Question: Why do you distinguish Israel from the church? | thebereancall.org

TBC Staff

Question: I disagree with your statements distinguishing Israel from the church. Paul teaches us in Ephesians:2:11-22 that the church and Israel are “one” grouping of believers.... Romans 9-11 describes Israel...[as] those people of all times, places, lands, nationalities, and ethnic groups who have had faith in God.... Israel is not “God’s earthly people” but God’s spiritual people...believers everywhere.... God’s promises of land do not promise His earthly people physical land. They promise His spiritual people a spiritual country...heaven.

Response: You spiritualize the truth of Scripture. Paul refers to “my kinsmen according to the flesh: who are Israelites...whose are the fathers, and of whom as concerning the flesh Christ came” (Romans:9:3-5). The word flesh cannot be turned into spirit. The “people of Israel after the flesh” (physical descendants of Abraham, Isaac, and Jacob) have existed throughout history and still exist in the present. Their history is given in the Bible, including their very real possession of the promised land for centuries, their being cast out of it and scattered around the world, their persecution and their preservation—along with hundreds of clear prophecies of their return. If Israel is a spiritual people, i.e., all true believers everywhere, then what is that specific nation of Israel whose history the Old Testament gives in detail and is the subject of most Old Testament prophecies? Israel exists today as a distinct people and nation and is once again in possession of part of the land she was promised and once possessed in full. Every news report confirms this. Try to tell the Arabs that those are not the Jews living in Israel today!

The Bible describes Israel as distinct among the nations of the world.

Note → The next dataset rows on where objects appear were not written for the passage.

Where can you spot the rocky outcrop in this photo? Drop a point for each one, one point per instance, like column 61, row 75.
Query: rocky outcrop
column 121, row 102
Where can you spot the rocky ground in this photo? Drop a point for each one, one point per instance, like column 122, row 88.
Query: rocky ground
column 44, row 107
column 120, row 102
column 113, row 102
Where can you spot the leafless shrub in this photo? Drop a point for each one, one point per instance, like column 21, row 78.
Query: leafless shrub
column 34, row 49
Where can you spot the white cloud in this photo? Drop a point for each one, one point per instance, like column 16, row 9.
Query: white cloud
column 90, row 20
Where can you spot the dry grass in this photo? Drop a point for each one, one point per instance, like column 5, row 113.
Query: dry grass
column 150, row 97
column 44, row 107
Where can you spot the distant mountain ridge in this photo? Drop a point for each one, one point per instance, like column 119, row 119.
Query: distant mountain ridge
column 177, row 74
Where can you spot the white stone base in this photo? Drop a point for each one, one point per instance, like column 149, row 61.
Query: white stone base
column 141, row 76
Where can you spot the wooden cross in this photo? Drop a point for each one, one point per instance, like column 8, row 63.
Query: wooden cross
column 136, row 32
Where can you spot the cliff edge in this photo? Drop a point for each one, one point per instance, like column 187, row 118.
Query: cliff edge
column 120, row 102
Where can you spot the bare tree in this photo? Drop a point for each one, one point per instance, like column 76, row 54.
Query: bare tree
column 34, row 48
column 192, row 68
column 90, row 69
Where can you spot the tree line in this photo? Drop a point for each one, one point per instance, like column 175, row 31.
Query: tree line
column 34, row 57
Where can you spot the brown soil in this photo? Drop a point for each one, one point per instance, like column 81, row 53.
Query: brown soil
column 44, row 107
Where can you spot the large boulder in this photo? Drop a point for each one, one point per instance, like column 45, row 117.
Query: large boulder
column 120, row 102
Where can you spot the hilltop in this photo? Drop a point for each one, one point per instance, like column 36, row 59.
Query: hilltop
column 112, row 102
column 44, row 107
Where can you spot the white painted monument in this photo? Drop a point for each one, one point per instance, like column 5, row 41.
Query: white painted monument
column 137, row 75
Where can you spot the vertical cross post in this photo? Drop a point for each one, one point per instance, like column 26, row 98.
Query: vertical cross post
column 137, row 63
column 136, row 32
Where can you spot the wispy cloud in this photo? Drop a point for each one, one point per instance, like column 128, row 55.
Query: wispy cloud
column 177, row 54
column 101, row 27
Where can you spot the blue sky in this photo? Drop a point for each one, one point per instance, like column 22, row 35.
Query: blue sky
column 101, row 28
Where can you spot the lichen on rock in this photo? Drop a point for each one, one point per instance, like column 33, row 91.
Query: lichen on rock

As a nation and as a people, the Jews are distinguished from all others in hundreds of verses such as “I will give...unto you...a land.... I am the Lord your God, which have separated you from other people.... And ye shall be holy unto me: for I the Lord am holy, and have severed you from other people, that ye should be mine” (Leviticus:20:24-26); “[T]he Lord thy God hath chosen thee to be a special people unto himself, above all people that are upon the face of the earth” (Deuteronomy:7:6); “And all people of the earth shall see that thou art called by the name of the Lord; and they shall be afraid of thee.... And thou shalt become an astonishment, a proverb, and a byword, among all the nations whither the Lord shall lead thee.... Ye shall be plucked from off the land whither thou goest to possess it. And the Lord shall scatter thee among all people, from the one end of the earth unto the other” (Deuteronomy:28:10, 37, 63, 64); “Hear the word of the Lord, O ye nations...He that scattered Israel will gather him, and keep him, as a shepherd doth his flock.... It shall not be plucked up, nor thrown down any more forever” (Jeremiah:31:10, 40); “And thou [Gog and Magog, et al.] shalt say, I will go up...upon the people that are gathered out of the nations.... And thou shalt come up against my people Israel ...in the latter days, and I will bring thee against my land, that the heathen may know me” (Ezekiel:38:11-16), etc.

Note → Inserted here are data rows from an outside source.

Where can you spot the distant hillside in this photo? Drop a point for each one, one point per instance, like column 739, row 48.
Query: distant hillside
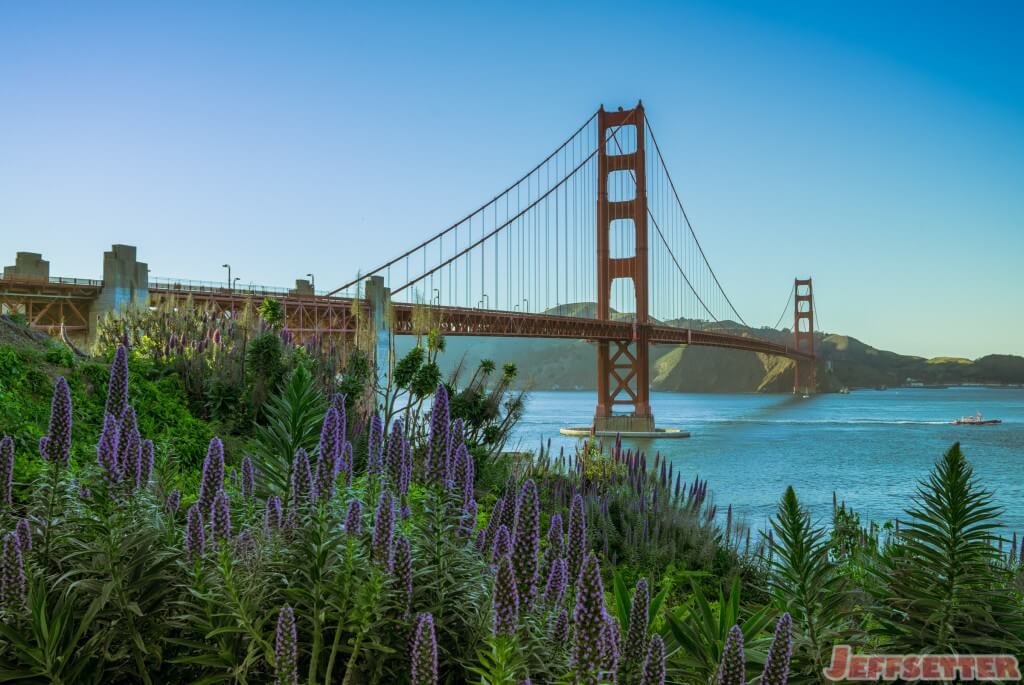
column 844, row 360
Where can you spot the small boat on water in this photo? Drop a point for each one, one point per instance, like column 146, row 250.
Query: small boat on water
column 976, row 420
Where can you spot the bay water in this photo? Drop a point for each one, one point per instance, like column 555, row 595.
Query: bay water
column 871, row 447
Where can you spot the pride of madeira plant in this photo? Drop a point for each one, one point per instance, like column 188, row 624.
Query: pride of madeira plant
column 349, row 547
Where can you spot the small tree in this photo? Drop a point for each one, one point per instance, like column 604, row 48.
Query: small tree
column 272, row 312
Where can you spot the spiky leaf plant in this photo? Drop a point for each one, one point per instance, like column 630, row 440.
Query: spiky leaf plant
column 701, row 631
column 293, row 421
column 943, row 589
column 806, row 583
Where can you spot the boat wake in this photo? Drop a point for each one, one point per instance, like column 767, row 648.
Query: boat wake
column 823, row 422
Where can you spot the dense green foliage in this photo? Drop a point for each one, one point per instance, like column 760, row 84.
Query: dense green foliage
column 27, row 375
column 375, row 574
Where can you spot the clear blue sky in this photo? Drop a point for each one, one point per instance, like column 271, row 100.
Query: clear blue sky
column 877, row 146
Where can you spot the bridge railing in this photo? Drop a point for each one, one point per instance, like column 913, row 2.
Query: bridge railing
column 53, row 280
column 220, row 287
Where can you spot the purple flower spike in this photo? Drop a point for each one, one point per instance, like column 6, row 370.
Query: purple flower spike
column 58, row 436
column 423, row 670
column 557, row 582
column 375, row 446
column 560, row 629
column 353, row 519
column 11, row 574
column 578, row 537
column 213, row 474
column 6, row 469
column 383, row 529
column 286, row 649
column 653, row 666
column 589, row 619
column 395, row 452
column 248, row 478
column 301, row 479
column 556, row 544
column 526, row 546
column 406, row 473
column 611, row 640
column 506, row 599
column 245, row 545
column 220, row 516
column 777, row 664
column 117, row 390
column 502, row 546
column 195, row 536
column 731, row 670
column 24, row 531
column 329, row 461
column 402, row 572
column 437, row 448
column 636, row 634
column 272, row 514
column 107, row 452
column 463, row 475
column 173, row 503
column 130, row 448
column 145, row 466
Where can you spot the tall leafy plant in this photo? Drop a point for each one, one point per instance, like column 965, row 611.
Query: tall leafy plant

Zechariah 12, 13, and 14 surely refer to Jerusalem as a “cup of trembling” for all nations in the last days, to Israel being attacked by all nations of the earth, to Christ coming to the Mount of Olives to rescue His people and all Israel seeing Him and believing on Him. You cannot spiritualize Israel without doing violence to history, the present facts, and the Bible. Furthermore, if Israel is the church, then why does Paul say, “Brethren, my heart’s desire and prayer to God for Israel is that they might be saved” (Romans:10:1)? To be in the church, one must already be saved in the sense of John:3:16, Acts:16:31, and Romans:1:16: “For they being ignorant of God’s righteousness, and going about to establish their own righteousness, have not submitted themselves unto the righteousness of God” (Romans:10:3).

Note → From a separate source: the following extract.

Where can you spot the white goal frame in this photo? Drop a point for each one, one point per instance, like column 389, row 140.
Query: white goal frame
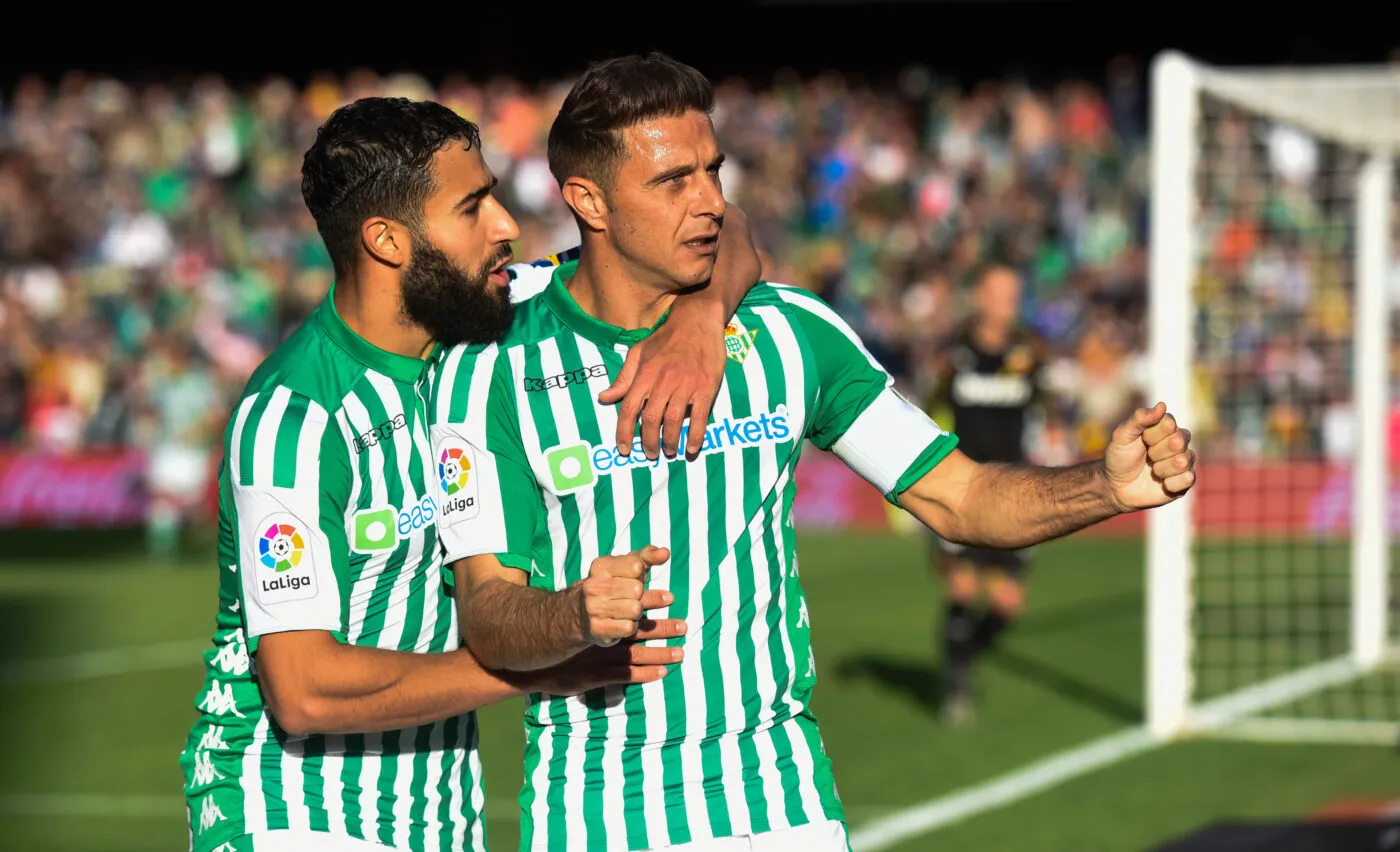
column 1358, row 108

Nor does Ephesians:2:11-22 teach that “the church and Israel are ‘one,’” as you state. It declares that the Gentiles are “aliens from the commonwealth of Israel, and strangers from the covenants of promise,” but through Christ they become part of “the household of God.” The message is not about the oneness of Israel and the church but the fact that both Jews and Gentiles (as individuals through faith in Christ) are made “one new man.” There is a new entity, the church, “built upon the foundation of the apostles and prophets, Jesus Christ himself being the chief cornerstone” (Ephesians:2:20).

The church came into existence only after Christ’s incarnation and glorification. If Israel was already the church, Christ would hardly have stated that it was yet to be built in the future: “I will build my church” (Matthew:16:18). Identifying Israel with the church requires such a spiritualizing of Scripture that its entire meaning is changed and the major promises concerning the return of Christ to Israel to establish His kingdom on the throne of His father David become mere allegories.